At age thirteen, Telma is famous as the world’s youngest breast cancer survivor until threatened with obscurity by a four-year-old Canadian who’s just undergone a mastectomy … Reeyonna believes that auditioning for pregnant-teen porn online will help fulfill her dream of befriending Jennifer Lawrence and Kanye West … Biggie, the neurologically impaired adolescent son of a billionaire, spends his days Google Map-searching his mother-who abandoned home and family for a new love … Jacquie, a photographer once celebrated for taking arty nudes of her young daughter, is broke and working at Sears Family Portrait Boutique … Tom-Tom, a singer/drug dealer thrown off the third season of American Idol for concocting a hard-luck story, is hell-bent on creating her own TV series in the Hollywood Hills, peopled by other reality-show losers … Jerzy, her sometime lover, is a speed-freak paparazzo who “specializes” in capturing images of dying movie and television stars … And Oscar-winning Michael Douglas searches for meaning in his time of remission. While his wife, Catherine, guest-stars on Glee, the actor plans a bold, artistic, go-for-broke move: to star in and direct a remake of Bob Fosse’s All That Jazz…
There is nothing quite like a Bruce Wagner novel. His prose is captivating and exuberant, and surprises with profound truths on spirituality, human nature, and redemption. Dead Stars moves forward with the inexorable force of a tsunami, sweeping everyone in its fateful path. With its mix of imaginary and real-life characters, it is certain to be the most challenging, knowing, and controversial book of the year.
ReviewA Top-Ten favorite book of 2012 from Sam Sacks of *The Wall Street Journal *
“Written in hyper-hilarious, brilliant prose, [DEAD STARS] renders an obsessive pop-culture nightmare of surprising realism and light, illuminating the meanest corners of its characters’—and our culture’s—desperation.”
—Publisher’s Weekly, STARRED review
“Dead Stars is a tragicomic Hollywood epic: obscene, scandalous, heartbreaking. Best American novel I’ve read in a year…”
—@BretEastonEllis
“[T]here are few writers capable of escorting us more convincingly into a character’s tender, gnarled mind. Dead Stars, easily Wagner’s best and most ambitious novel yet, is a huge, riveting book...every page contains something statically electric enough to scorch the hair from your arms. Dead Stars is the London Fields of Los Angeles, the Ulysses of TMZ culture—an immensely literate, fearsomely interior novel about people who are neither.”
—Tom Bissell, GQ
“[DEAD STARS is] not just the best novel about Americans and fame of the past dozen years but the best since Nathanael West's "The Day of the Locust” … We all know the problems that Mr. Wagner is criticizing—we know about the idolization of people who became famous by way of sex tapes; we know about the mind-boggling traffic rates of online pornography; we know about plummeting educational standards and shortening attention spans. Sociologists give us statistics, and pundits write jeremiads. It takes an artist to make us feel the full horror and humanity of the situation.”
—Wall Street Journal
“Dead Stars is a manic, hypersexualized take-down of Hollywood wannabes and strivers, a relentless, wickedly funny, pornographic flash on the eddies of fame in the present moment….the book is a total leap, a stylistic satiric attack, a XXX accomplishment.
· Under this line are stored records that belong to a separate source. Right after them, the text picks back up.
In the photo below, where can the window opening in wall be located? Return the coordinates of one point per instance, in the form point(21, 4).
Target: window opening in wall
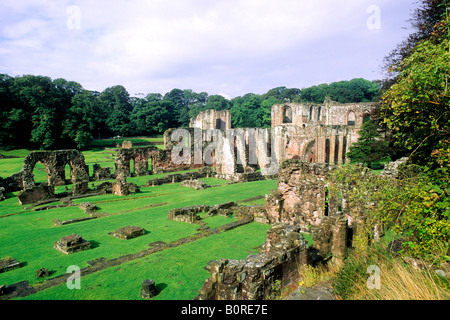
point(67, 177)
point(366, 117)
point(336, 150)
point(326, 210)
point(349, 237)
point(344, 148)
point(351, 119)
point(327, 151)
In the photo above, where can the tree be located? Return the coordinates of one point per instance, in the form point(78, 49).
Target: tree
point(117, 108)
point(370, 147)
point(417, 107)
point(217, 102)
point(79, 123)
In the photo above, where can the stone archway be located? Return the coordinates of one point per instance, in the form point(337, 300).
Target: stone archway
point(309, 154)
point(55, 163)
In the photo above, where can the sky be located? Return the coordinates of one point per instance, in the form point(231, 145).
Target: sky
point(227, 47)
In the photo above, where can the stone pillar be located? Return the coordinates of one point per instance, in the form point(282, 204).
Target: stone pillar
point(321, 145)
point(340, 150)
point(332, 149)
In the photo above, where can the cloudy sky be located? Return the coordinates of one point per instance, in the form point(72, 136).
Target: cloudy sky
point(228, 47)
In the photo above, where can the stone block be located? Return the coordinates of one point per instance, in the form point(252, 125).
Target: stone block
point(36, 193)
point(128, 232)
point(72, 243)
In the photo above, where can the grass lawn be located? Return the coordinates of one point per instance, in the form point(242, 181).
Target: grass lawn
point(28, 236)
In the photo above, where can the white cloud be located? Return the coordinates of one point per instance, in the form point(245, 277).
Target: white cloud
point(227, 46)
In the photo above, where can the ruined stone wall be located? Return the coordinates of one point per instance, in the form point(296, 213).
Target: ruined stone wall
point(261, 276)
point(318, 133)
point(307, 198)
point(55, 162)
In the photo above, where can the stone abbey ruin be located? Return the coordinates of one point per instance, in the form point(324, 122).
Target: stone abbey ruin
point(301, 148)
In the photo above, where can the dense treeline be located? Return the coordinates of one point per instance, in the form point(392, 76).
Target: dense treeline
point(37, 112)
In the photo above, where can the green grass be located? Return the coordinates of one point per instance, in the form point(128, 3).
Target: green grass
point(112, 143)
point(178, 272)
point(29, 236)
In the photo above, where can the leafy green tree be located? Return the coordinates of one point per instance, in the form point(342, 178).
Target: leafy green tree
point(417, 107)
point(117, 107)
point(79, 123)
point(217, 102)
point(370, 147)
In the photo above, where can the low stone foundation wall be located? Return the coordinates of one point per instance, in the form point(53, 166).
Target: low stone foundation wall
point(261, 276)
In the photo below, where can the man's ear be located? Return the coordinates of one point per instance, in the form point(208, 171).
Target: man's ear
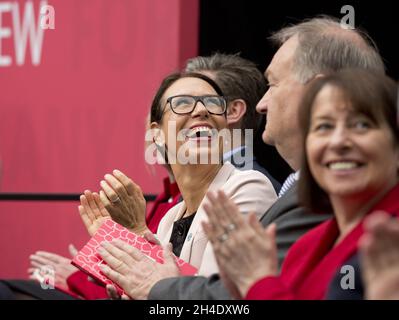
point(235, 111)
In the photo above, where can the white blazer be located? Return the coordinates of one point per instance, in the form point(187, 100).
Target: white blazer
point(251, 191)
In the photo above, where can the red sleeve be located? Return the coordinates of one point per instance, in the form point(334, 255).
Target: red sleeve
point(269, 288)
point(78, 283)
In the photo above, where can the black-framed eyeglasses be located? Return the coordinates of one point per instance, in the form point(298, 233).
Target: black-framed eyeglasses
point(185, 104)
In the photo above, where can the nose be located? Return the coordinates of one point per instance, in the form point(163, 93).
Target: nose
point(261, 107)
point(340, 139)
point(199, 110)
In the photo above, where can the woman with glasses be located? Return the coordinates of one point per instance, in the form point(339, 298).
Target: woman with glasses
point(188, 114)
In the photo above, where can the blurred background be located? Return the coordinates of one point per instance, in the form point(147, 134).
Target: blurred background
point(73, 100)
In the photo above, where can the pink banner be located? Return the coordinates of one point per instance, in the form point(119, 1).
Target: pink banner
point(77, 78)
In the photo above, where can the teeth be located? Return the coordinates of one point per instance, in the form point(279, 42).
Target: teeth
point(343, 165)
point(199, 132)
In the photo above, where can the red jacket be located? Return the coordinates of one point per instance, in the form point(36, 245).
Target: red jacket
point(312, 261)
point(164, 201)
point(78, 282)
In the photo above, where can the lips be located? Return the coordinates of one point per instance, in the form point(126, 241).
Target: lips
point(344, 165)
point(198, 132)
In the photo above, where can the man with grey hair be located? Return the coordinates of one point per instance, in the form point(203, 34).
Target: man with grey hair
point(242, 85)
point(306, 51)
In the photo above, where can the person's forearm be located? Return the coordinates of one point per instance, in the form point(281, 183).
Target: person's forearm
point(190, 288)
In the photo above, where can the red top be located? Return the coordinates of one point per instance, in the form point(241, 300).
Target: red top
point(164, 201)
point(312, 261)
point(78, 282)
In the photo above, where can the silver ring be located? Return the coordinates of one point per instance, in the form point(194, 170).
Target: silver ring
point(230, 227)
point(223, 237)
point(116, 200)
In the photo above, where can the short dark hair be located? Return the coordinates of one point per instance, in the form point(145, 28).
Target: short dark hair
point(156, 107)
point(369, 93)
point(325, 47)
point(239, 78)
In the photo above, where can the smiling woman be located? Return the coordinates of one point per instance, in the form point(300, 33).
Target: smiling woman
point(350, 167)
point(188, 110)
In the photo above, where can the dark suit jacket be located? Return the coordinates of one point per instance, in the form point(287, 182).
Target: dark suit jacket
point(292, 222)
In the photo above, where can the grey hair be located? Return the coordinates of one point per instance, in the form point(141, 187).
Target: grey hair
point(325, 47)
point(238, 78)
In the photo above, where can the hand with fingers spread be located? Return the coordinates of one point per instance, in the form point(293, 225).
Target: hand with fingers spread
point(62, 266)
point(379, 256)
point(92, 211)
point(132, 270)
point(245, 251)
point(124, 200)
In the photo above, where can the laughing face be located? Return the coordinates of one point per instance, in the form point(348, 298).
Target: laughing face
point(349, 154)
point(191, 137)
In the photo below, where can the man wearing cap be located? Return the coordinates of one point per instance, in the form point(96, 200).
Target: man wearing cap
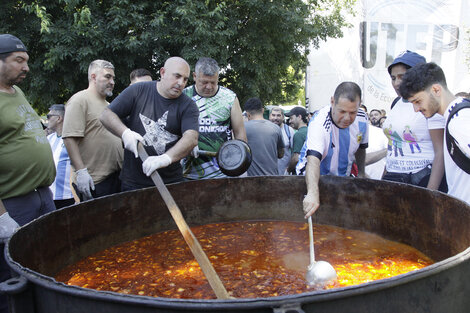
point(61, 187)
point(96, 154)
point(298, 121)
point(415, 152)
point(265, 140)
point(337, 136)
point(26, 164)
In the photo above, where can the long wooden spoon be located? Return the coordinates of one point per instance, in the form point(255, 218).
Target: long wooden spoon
point(191, 240)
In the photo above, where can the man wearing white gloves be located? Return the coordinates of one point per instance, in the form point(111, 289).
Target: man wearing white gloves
point(95, 153)
point(159, 116)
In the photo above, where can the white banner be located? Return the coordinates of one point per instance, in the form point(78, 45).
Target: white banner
point(436, 29)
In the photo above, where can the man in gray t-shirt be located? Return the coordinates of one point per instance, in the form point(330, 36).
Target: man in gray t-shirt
point(264, 138)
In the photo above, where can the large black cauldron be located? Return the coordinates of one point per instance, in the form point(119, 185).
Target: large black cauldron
point(434, 223)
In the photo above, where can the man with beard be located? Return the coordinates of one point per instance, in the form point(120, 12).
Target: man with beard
point(159, 116)
point(95, 153)
point(337, 136)
point(26, 164)
point(277, 117)
point(298, 121)
point(425, 87)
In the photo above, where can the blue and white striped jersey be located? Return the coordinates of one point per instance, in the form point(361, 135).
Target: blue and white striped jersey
point(335, 147)
point(61, 186)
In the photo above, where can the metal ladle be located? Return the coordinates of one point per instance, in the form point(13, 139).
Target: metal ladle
point(319, 273)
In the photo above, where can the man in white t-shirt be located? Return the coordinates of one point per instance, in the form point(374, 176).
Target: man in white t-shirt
point(425, 86)
point(337, 136)
point(276, 116)
point(376, 153)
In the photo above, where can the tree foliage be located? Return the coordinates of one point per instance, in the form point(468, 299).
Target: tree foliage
point(261, 45)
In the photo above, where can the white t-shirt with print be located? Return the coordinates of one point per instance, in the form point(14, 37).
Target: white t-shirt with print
point(458, 180)
point(410, 146)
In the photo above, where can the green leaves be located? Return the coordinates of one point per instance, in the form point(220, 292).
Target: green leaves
point(261, 45)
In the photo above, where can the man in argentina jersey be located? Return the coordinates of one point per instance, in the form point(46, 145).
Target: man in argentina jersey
point(337, 136)
point(61, 186)
point(219, 115)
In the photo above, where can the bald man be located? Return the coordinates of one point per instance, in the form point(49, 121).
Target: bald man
point(159, 116)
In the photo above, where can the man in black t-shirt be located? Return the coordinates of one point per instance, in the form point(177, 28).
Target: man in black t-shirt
point(159, 116)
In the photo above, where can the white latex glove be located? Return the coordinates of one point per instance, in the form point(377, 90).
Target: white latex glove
point(155, 162)
point(84, 183)
point(7, 226)
point(195, 152)
point(130, 139)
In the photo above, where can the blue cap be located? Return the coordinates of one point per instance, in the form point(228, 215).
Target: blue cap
point(407, 57)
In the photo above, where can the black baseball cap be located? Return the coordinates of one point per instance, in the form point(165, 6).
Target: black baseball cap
point(57, 107)
point(9, 43)
point(297, 111)
point(407, 57)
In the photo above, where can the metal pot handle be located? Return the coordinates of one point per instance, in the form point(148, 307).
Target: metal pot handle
point(289, 308)
point(14, 285)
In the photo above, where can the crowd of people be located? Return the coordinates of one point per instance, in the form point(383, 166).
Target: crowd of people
point(92, 147)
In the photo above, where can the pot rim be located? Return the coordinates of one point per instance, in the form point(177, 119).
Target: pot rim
point(217, 304)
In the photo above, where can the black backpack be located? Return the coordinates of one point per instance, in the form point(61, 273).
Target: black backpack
point(456, 154)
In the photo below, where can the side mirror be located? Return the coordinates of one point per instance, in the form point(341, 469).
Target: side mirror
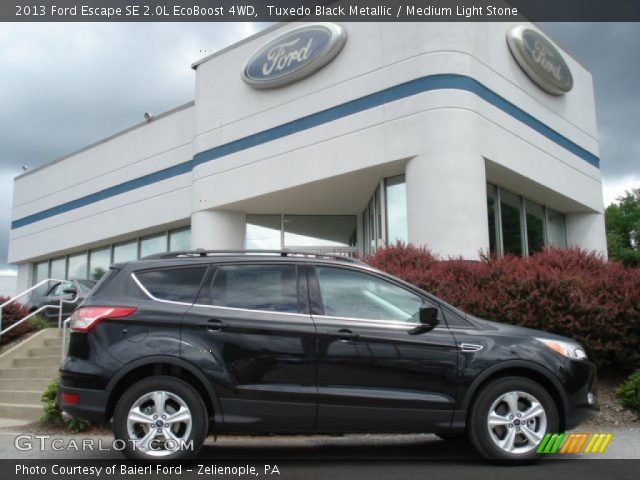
point(429, 316)
point(428, 320)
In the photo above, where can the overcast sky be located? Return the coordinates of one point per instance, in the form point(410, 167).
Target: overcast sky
point(64, 86)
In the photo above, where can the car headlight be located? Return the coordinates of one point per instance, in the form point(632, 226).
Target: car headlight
point(569, 350)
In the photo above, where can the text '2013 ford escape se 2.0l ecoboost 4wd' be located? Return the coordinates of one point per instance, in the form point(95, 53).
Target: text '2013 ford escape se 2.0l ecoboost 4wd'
point(175, 346)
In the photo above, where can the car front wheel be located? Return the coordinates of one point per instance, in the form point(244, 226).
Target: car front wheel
point(509, 418)
point(160, 418)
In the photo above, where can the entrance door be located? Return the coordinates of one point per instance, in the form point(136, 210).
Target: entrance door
point(376, 370)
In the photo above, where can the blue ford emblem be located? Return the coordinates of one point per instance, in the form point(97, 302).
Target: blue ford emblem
point(294, 55)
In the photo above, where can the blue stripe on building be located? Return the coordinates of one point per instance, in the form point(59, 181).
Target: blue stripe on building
point(391, 94)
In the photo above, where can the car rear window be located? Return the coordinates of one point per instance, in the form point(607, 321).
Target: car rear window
point(174, 284)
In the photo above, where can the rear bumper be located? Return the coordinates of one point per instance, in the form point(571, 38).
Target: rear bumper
point(91, 405)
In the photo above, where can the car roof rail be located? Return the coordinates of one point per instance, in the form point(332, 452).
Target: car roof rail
point(281, 253)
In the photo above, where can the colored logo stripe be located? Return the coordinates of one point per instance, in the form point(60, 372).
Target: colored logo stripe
point(574, 442)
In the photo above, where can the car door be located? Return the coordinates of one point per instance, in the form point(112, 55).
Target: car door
point(250, 331)
point(378, 368)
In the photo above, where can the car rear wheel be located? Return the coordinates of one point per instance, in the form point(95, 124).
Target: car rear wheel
point(510, 417)
point(160, 418)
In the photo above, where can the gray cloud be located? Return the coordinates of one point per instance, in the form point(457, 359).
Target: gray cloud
point(64, 86)
point(610, 51)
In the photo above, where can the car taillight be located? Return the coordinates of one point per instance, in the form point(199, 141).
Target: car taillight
point(85, 318)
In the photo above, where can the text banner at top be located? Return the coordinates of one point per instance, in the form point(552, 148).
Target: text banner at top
point(318, 10)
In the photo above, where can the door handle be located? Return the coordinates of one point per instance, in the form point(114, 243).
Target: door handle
point(214, 325)
point(344, 335)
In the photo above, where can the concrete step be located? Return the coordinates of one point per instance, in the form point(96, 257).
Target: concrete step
point(23, 397)
point(53, 342)
point(30, 372)
point(44, 351)
point(37, 361)
point(33, 384)
point(21, 411)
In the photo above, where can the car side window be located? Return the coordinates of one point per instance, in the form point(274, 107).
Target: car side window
point(174, 284)
point(348, 293)
point(269, 287)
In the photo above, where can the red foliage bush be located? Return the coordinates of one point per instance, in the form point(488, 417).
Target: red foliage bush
point(569, 292)
point(10, 315)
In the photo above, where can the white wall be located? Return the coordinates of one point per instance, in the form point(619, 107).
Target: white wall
point(449, 141)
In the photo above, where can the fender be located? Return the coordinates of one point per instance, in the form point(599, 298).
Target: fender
point(510, 364)
point(155, 359)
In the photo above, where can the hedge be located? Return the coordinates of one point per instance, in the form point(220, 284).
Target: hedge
point(10, 315)
point(570, 292)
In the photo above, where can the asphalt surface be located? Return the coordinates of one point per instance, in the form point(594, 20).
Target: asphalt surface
point(337, 457)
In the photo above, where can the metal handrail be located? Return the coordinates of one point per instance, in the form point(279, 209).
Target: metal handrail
point(41, 309)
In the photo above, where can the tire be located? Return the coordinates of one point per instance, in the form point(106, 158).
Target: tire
point(510, 437)
point(139, 426)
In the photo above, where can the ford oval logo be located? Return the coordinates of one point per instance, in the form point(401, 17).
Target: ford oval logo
point(540, 60)
point(294, 55)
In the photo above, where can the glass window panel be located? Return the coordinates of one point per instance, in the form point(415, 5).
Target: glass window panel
point(347, 293)
point(536, 229)
point(99, 262)
point(320, 230)
point(41, 272)
point(180, 240)
point(396, 195)
point(59, 268)
point(511, 216)
point(175, 284)
point(492, 210)
point(556, 228)
point(125, 252)
point(78, 265)
point(153, 245)
point(257, 287)
point(263, 232)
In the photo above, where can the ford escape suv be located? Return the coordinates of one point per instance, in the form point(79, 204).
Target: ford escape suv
point(176, 346)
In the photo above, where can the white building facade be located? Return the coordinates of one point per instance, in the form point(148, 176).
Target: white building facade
point(432, 134)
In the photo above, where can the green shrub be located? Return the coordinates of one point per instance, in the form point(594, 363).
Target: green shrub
point(38, 322)
point(629, 392)
point(53, 415)
point(570, 292)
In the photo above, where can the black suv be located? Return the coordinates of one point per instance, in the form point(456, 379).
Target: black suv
point(176, 346)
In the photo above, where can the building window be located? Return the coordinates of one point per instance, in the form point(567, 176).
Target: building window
point(557, 230)
point(396, 209)
point(152, 245)
point(78, 266)
point(520, 226)
point(384, 220)
point(96, 263)
point(58, 268)
point(125, 252)
point(99, 262)
point(180, 240)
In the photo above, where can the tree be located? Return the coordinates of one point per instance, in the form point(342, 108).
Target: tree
point(622, 221)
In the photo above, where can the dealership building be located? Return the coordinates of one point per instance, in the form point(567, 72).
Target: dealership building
point(464, 137)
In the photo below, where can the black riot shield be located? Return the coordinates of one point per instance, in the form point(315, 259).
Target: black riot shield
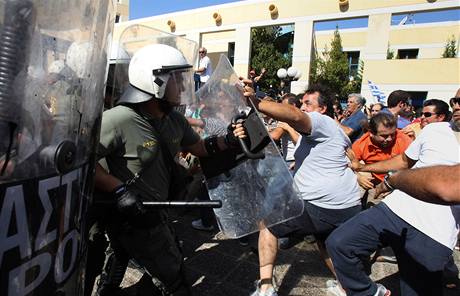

Wagner is often called a Hollywood writer; I'm not sure that's fair. Fame, craven desire, sexuality, art, pornography, literature, envy, disappointment, greed—are these things limited to Hollywood?”
—Carolyn Kellogg, Los Angeles Times
“Wagner’s prose reads like the lovechild of Hunter S. Thompson and David Foster wallace…The most enjoyable riffs in Dead Stars display Wagner’s up-to-the-nanosecond insider’s knowledge of the L.A. scene....He also writes some clean, mean, glittery dialogue.”
—Lisa Zeidner, The Washington Post
About the AuthorBruce Wagner is the author of Memorial, The Chrysanthemum Palace (a PEN/Faulkner fiction award finalist), Still Holding, I'll Let You Go, I'm Losing You, and Force Majeure. He lives in Los Angeles.